Europe was also a popular family destination. In August 1982, the summer before Jody started attending Williston Northampton prep school in western Massachusetts, her parents and one of her two brothers picked her up at a French language school in Switzerland and made their way to Paris. Bomb scares had the city on edge as the family walked around the chic Le Marais district. They decided to grab a bite at Goldenberg’s, a storied Jewish deli on a busy corner. As they were walking down a small flight of steps to the rear dining area, three terrorists tossed a grenade through the door and came in shooting and screaming after the explosion, killing six and wounding 22. The Gottliebs ran to the back and hid behind overturned tables with the other patrons.
“We were lucky; it could have been so much worse,” recalls Jody, who was 15 at the time. “My mother took some shrapnel to the ankle, and I was knocked unconscious. Another patron dragged me under a banquette where we hunkered down until there was an end to the gunfire.”
As the smell of gunpowder hung in the air, Gilbert wrapped Zelma’s ankle in a tablecloth while people on the outside smashed a window so everyone could crawl out. The Gottliebs dashed back to their hotel.
“We were all scared to death to leave the hotel,” recalls Zelma, who finally got in touch with someone at the American Embassy after three or four attempts. “Her only advice was, ‘Don’t go where there are a lot of Americans.’ I was like, ‘It’s summer. Paris is filled with Americans!’ I called the airline, but they wouldn’t let us change our tickets. Jody and Steven ate in the hotel for 21 meals straight.”
It became the first of many conflict zones Gottlieb would encounter in her life.
“People who have traumatic events like that early in their life can go one of two different directions, in my experience,” says Payne. “They can either get hunkered down and sheltered or they can react the opposite way, and I think Jody is somebody where that event triggered a fearlessness in her, which is part of what then has driven her career.”
She is definitely fearless. At 16, on a spur of the moment, she rented a car and drove 10 boarding school classmates in a blinding snowstorm to a concert in Syracuse, N.Y. At 17, she spent six weeks backpacking around Europe by herself.
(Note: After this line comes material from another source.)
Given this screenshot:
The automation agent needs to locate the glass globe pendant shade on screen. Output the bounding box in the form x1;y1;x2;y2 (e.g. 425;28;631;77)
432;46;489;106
She wanted to attend the Fashion Institute of Technology (FIT) in New York City afterward, but her parents talked her into attending CofC.
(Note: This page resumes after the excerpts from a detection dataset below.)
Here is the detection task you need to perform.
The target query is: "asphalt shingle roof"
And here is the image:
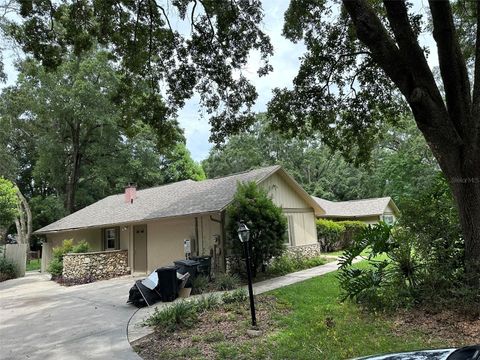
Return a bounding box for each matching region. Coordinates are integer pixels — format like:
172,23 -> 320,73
35,166 -> 280,234
312,196 -> 396,218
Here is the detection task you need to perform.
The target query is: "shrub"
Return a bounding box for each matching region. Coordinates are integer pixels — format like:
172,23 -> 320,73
196,294 -> 220,312
192,275 -> 208,294
222,288 -> 248,304
145,300 -> 198,332
316,219 -> 367,252
47,239 -> 90,280
0,257 -> 17,282
338,223 -> 419,309
226,182 -> 287,277
215,273 -> 240,290
144,294 -> 219,332
47,257 -> 63,279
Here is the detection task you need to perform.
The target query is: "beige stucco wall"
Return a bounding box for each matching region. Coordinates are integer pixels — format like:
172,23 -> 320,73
260,173 -> 317,246
147,214 -> 224,271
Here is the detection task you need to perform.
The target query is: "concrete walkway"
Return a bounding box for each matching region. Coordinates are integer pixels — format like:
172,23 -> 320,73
127,259 -> 346,343
0,272 -> 141,360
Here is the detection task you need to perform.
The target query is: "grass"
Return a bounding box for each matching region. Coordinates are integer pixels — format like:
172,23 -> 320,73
27,259 -> 40,271
212,262 -> 442,360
“I didn’t know exactly what I wanted to study, and at the College I explored things I never in a million years would have done, like astronomy, death and dying, and business law,” says Gottlieb, who was an art major. “There were so many reasons why I chose the College: I love the fact that CofC had the No. 1 sailing team and was close to the ocean. For me, it just felt comfortable, and I knew I could find my way there. I also liked that you didn’t have TAs teaching you. I formed great relationships with my professors, who were very hands-on and pushed me to do better.”
The super-social Gottlieb also formed a lot of lasting friendships. To this day, her best friend is Jim Haynie ’88, who ended up in the same painting class as Gottlieb.
“I always thought I could draw fairly well until I met Jody,” he says. “Whenever she touched any kind of medium, it was always something special and a level above what anyone else was doing.
She could draw, she could paint, she could sculpt. She gave my roommate one of her paintings, and I was so jealous because it was something you’d want to put on your wall. It was just amazing. Obviously, her talent extended to film and producing and all that. You always knew Jody was going to wind up doing something artistic because of her talent.”
After graduation from the College, Gottlieb attended FIT to become a fashion/costume designer, but she discovered her true calling after working on an audio project about the 1970s that a professor raved over.
“You have a real knack for this,” he told her. “You need to work in television and film.”